Continue treats BMO as a regular OpenAI-compatible backend; chat, streaming, and completion all flow through BMO’s coordinator and tools.

What works today

Chat completions — POST /v1/chat/completions, both streaming (stream: true, SSE) and non-streaming. BMO’s full coordinator, tool invocation, and persistence run behind the OpenAI envelope.
Model listing — GET /v1/models returns the model entries BMO can route to.
Persisted run ledger — every compat request lands in the SQLite openai_compat_runs table with route, status, timing, and client UA. The /openai-compat slash, GET /v1/openai-compat/posture, get_openai_compat_status, bmo_get_openai_compat_status, bmo config show-openai-compat, and the HTTP runs/events routes (GET /v1/openai-compat/runs, GET /v1/openai-compat/runs/{id}/events) read from it.

What’s not implemented

The OpenAI-compatible surface aims at the chat-completions API; several spec corners are intentionally out of scope today (function-call shape divergences, response-format JSON-schema mode, fine-tuning, embeddings, audio, images, etc.). See the OpenAI-compatible API gaps reference for the current list.

Operating it

Live posture — TUI /openai-compat, GET /v1/openai-compat/posture, get_openai_compat_status, and bmo_get_openai_compat_status share one live summary snapshot: configuration state, recent runs, persistence-degradation status, bounded provider/auth pressure cohorts, recovery signal, per-route counts, and the top-5 client User-Agents pulled from the run ledger.
CLI snapshot — bmo config show-openai-compat prints the merged configuration and points at the live posture family for runtime data.
Tracing recipes — bounded slog records under openai_compat.fired and openai_compat.action, with per-route filters and top-UA queries: see the agent tracing recipes.
Run ledger HTTP API — GET /v1/openai-compat/runs for the paginated list and GET /v1/openai-compat/runs/{request_id}/events for the per-run event stream. Authoritative shape pinned by TestOpenAICompatGoldenContract.
Reference — the OpenAI-compatible API reference carries the route table, request/response shapes, and minimal curl examples derived from the golden contract test fixtures.

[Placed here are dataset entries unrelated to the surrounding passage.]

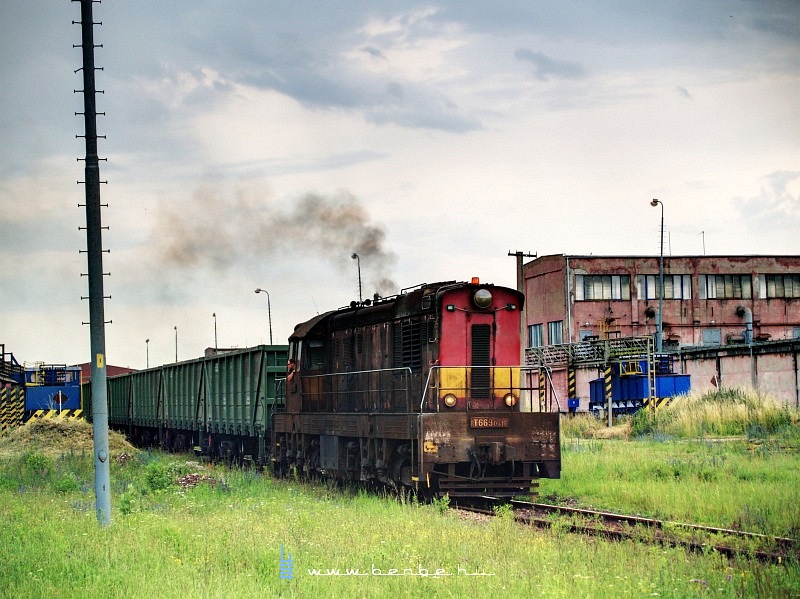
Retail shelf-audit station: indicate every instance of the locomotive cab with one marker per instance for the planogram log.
(422, 390)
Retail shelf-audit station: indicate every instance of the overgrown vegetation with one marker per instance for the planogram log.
(722, 413)
(186, 528)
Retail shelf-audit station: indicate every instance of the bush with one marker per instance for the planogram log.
(157, 476)
(724, 412)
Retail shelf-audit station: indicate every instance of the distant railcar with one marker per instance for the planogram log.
(422, 390)
(220, 405)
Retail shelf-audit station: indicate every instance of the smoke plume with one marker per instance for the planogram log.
(223, 231)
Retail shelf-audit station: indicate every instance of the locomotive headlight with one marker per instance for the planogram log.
(482, 298)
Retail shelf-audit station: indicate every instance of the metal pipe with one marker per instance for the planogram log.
(269, 311)
(660, 321)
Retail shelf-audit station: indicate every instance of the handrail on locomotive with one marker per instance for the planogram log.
(371, 390)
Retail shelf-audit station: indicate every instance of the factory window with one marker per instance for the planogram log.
(712, 337)
(725, 286)
(602, 287)
(554, 332)
(675, 286)
(772, 286)
(535, 335)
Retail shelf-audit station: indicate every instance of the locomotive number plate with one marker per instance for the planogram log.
(488, 422)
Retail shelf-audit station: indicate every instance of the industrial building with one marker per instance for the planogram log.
(707, 300)
(727, 321)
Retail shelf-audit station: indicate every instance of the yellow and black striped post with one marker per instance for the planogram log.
(542, 389)
(572, 387)
(607, 380)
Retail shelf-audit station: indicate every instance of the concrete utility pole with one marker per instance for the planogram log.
(94, 250)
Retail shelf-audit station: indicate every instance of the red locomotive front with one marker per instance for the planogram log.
(423, 390)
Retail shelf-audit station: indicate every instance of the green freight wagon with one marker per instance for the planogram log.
(220, 405)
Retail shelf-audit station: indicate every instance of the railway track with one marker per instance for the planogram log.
(727, 542)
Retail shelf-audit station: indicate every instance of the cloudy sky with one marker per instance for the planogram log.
(261, 143)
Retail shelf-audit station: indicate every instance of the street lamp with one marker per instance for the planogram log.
(660, 320)
(216, 345)
(358, 262)
(269, 312)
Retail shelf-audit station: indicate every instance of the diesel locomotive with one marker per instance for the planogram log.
(422, 390)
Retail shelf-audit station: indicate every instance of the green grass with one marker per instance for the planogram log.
(729, 458)
(222, 538)
(729, 484)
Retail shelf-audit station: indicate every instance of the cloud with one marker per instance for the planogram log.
(776, 207)
(546, 67)
(226, 232)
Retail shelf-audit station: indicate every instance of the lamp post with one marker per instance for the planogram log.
(269, 311)
(358, 262)
(660, 320)
(216, 345)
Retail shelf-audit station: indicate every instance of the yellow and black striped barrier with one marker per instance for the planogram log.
(12, 407)
(12, 410)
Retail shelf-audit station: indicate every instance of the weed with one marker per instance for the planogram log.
(157, 476)
(442, 504)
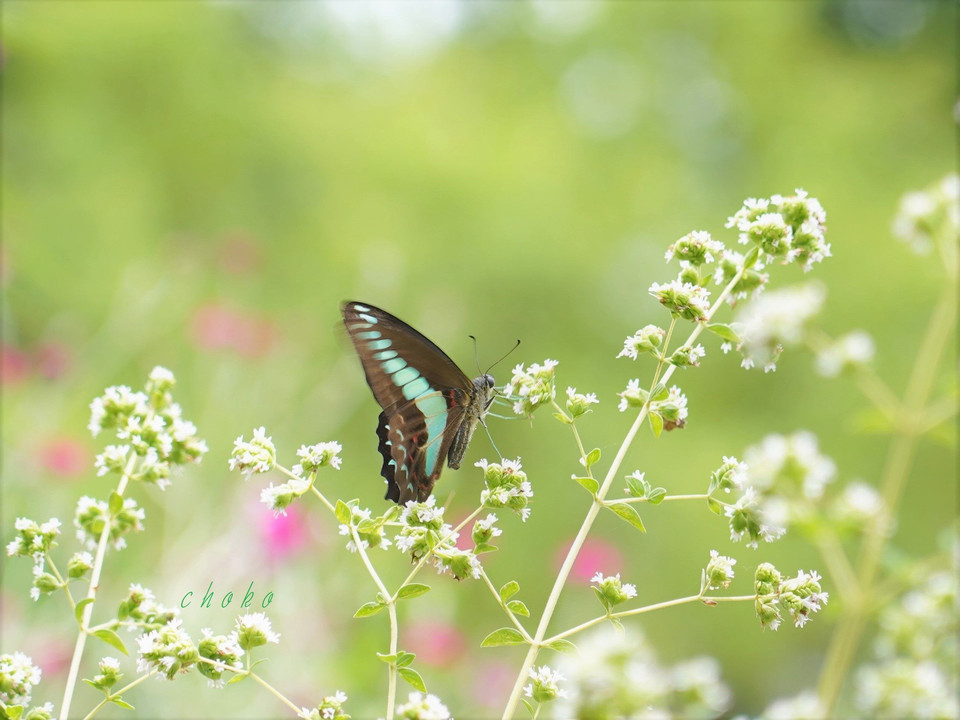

Edit Predictions (`POST /v1/completions`)

Zed Edit Predictions use the legacy OpenAI completions API (not chat completions). BMO exposes an opt-in thin FIM proxy at POST /v1/completions when [options.openai_compat.edit_predictions] enabled = true. The handler forwards Zed’s pre-formatted prompt to a configured fast model (for example ollama/qwen2.5-coder:7b) and does not enter the coordinator agent loop.

Configure the lane in bmo.toml, verify with bmo config show-openai-compat, then point Zed edit_predictions.open_ai_compatible_api at http://127.0.0.1:8080/v1/completions. Full operator recipe: Zed integration.

Open WebUI

Open WebUI is the most exercised OpenAI-compatible client against BMO. It surfaces lifecycle/infra agents, MCP-backed read-only deployments, and quality-orchestration features that the generic SDK clients above do not exercise. See the Open WebUI integration deep-dive for that scenario.